Santos formuló la petición en un mensaje con motivo de la conmemoración del Descubrimiento de América y lo hizo en nombre del Estado colombiano, que no evitó "la barbarie desatada por la codicia que generó la bonanza cauchera".

Unos 80.000 aborígenes fueron asesinados durante los años de la explotación cauchera, montada por la Casa Arana, que se estableció en 1912 en La Chorrera, paraje del departamento colombiano del Amazonas, en el que esta compañía permaneció hasta 1929.

"Pido perdón por sus muertos, por sus huérfanos, por sus víctimas", expresó Santos, quien previamente había sido invitado a unirse a la conmemoración del centenario por el resguardo Predio Putumayo, de los huitotos.

El gobernante agregó que lo hace "en nombre de una empresa, de un Gobierno, de un pretendido 'progreso' que no entendió la importancia de salvaguardar a cada persona y a cada cultura indígena como parte imprescindible de la sociedad que hoy reconocemos con orgullo como multiétnica y pluricultural".

Además de los huitotos, Santos mencionó a los pueblos Bora, Okaina, Muinane, Andoque, Nonuya, Miraña, Yukuna y Matapí, todos ellos de la región de influencia de la Casa Arana, cuya bodega en La Chorrera fue reconstruida.

La antigua Arana es hoy la llamada Casa del Conocimiento, que, recordó Santos, se levanta como un "monumento a la vida" que en 2008 fue declarada por el Ministerio de Cultura como bien de interés cultural de carácter nacional.
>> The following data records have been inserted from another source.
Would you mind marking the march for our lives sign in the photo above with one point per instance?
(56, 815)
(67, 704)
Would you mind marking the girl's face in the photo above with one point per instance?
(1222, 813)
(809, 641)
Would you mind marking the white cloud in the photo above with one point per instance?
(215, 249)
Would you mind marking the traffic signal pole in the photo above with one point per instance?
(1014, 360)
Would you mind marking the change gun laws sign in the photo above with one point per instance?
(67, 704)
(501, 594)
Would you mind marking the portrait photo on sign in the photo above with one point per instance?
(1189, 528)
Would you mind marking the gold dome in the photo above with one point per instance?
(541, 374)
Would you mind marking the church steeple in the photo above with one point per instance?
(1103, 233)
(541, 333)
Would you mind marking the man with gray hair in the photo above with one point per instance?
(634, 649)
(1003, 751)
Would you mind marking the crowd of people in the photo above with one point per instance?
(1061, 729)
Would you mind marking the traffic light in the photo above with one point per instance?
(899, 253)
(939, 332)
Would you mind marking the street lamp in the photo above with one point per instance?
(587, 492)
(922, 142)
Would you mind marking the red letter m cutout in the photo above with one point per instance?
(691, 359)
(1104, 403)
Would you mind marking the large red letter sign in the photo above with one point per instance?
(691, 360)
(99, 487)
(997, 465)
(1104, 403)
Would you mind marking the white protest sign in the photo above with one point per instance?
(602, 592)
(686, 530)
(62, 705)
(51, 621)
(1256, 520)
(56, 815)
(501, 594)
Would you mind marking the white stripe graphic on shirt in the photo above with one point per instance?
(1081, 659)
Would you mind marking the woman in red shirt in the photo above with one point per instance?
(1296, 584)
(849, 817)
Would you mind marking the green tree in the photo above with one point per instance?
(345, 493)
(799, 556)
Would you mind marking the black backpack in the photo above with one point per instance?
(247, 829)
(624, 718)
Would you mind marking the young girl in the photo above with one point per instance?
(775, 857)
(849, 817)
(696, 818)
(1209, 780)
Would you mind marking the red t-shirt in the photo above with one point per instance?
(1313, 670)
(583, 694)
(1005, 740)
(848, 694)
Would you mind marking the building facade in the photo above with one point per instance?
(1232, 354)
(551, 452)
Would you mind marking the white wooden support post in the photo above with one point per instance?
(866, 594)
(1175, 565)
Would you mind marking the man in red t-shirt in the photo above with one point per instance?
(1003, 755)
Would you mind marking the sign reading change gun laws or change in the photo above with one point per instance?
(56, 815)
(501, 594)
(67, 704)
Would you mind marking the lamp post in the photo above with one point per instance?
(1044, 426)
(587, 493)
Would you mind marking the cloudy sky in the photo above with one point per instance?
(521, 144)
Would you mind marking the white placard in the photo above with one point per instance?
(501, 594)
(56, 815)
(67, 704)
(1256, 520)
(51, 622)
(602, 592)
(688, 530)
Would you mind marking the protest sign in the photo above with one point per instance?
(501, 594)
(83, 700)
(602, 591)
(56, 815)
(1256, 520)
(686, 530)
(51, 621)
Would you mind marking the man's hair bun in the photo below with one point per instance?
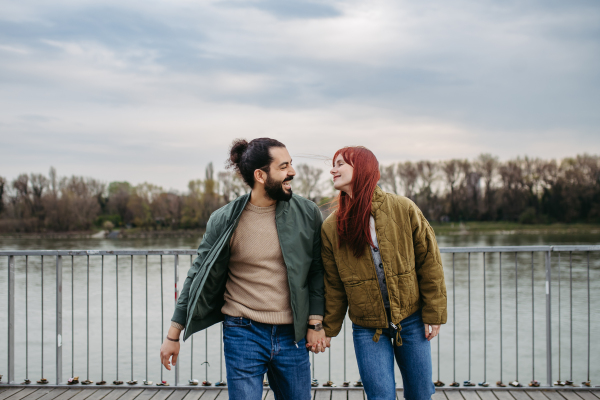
(246, 157)
(238, 148)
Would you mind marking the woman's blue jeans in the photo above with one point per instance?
(253, 349)
(376, 360)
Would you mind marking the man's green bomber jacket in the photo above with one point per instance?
(299, 230)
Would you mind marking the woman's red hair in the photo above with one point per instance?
(353, 213)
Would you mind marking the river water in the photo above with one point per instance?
(485, 354)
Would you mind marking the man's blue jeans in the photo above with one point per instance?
(252, 348)
(376, 360)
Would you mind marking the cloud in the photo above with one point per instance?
(142, 91)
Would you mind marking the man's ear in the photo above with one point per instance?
(260, 176)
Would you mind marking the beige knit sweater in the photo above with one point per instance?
(257, 287)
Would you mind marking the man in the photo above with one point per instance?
(259, 270)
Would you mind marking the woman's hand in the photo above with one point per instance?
(431, 331)
(316, 341)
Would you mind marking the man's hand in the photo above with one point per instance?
(169, 349)
(431, 331)
(316, 341)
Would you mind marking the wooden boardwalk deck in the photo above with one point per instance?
(144, 393)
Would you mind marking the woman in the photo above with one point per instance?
(382, 262)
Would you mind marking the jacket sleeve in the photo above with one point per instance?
(430, 273)
(316, 297)
(210, 237)
(336, 301)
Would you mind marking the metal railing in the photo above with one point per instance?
(484, 281)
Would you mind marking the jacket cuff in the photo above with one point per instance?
(177, 326)
(179, 316)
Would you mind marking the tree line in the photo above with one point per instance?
(527, 190)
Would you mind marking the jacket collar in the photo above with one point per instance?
(378, 199)
(240, 203)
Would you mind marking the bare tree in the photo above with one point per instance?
(389, 177)
(451, 170)
(307, 181)
(231, 184)
(2, 185)
(408, 175)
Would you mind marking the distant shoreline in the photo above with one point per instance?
(441, 229)
(124, 233)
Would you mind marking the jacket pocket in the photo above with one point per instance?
(239, 322)
(358, 305)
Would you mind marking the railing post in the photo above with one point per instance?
(11, 319)
(176, 270)
(58, 319)
(548, 320)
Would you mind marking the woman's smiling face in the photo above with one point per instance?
(342, 174)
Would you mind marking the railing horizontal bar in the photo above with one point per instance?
(576, 248)
(485, 249)
(494, 249)
(95, 252)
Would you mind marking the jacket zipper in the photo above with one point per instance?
(288, 278)
(387, 323)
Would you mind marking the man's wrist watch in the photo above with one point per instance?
(316, 327)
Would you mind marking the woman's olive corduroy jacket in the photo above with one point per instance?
(411, 261)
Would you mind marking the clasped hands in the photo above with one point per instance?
(317, 342)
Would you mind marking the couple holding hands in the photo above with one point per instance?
(281, 279)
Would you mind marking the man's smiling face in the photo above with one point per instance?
(278, 184)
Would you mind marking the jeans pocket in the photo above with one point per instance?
(239, 322)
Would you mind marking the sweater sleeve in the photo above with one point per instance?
(336, 301)
(430, 273)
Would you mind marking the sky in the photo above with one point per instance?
(155, 90)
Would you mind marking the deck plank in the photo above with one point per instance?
(586, 394)
(223, 395)
(67, 394)
(147, 394)
(339, 395)
(537, 395)
(503, 395)
(486, 395)
(53, 393)
(322, 394)
(193, 394)
(116, 393)
(454, 395)
(552, 394)
(23, 393)
(163, 394)
(9, 392)
(569, 395)
(178, 394)
(520, 395)
(438, 395)
(131, 394)
(84, 394)
(469, 395)
(99, 394)
(38, 393)
(356, 394)
(210, 395)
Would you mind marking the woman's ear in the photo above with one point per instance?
(259, 176)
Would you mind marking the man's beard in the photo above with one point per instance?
(275, 189)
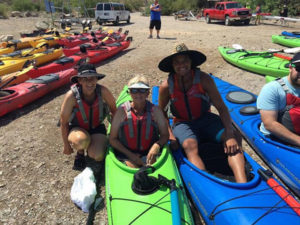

"No es solo importante sino imprescindible para contribuir a sanar las heridas que esto ha dejado en sus vidas y en la memoria de nuestra nación", continuó el gobernante.

En su mensaje, Santos aseguró a la minoría étnica que puede tener en el suyo a un interlocutor que respeta su sabiduría ancestral y su aporte a la construcción de nación, y que mantiene firme su determinación de escucharlos, entenderlos e incrementar su participación en las decisiones que los afecten.

En Colombia existen 102 pueblos aborígenes, con poco más de 1,3 millones de personas.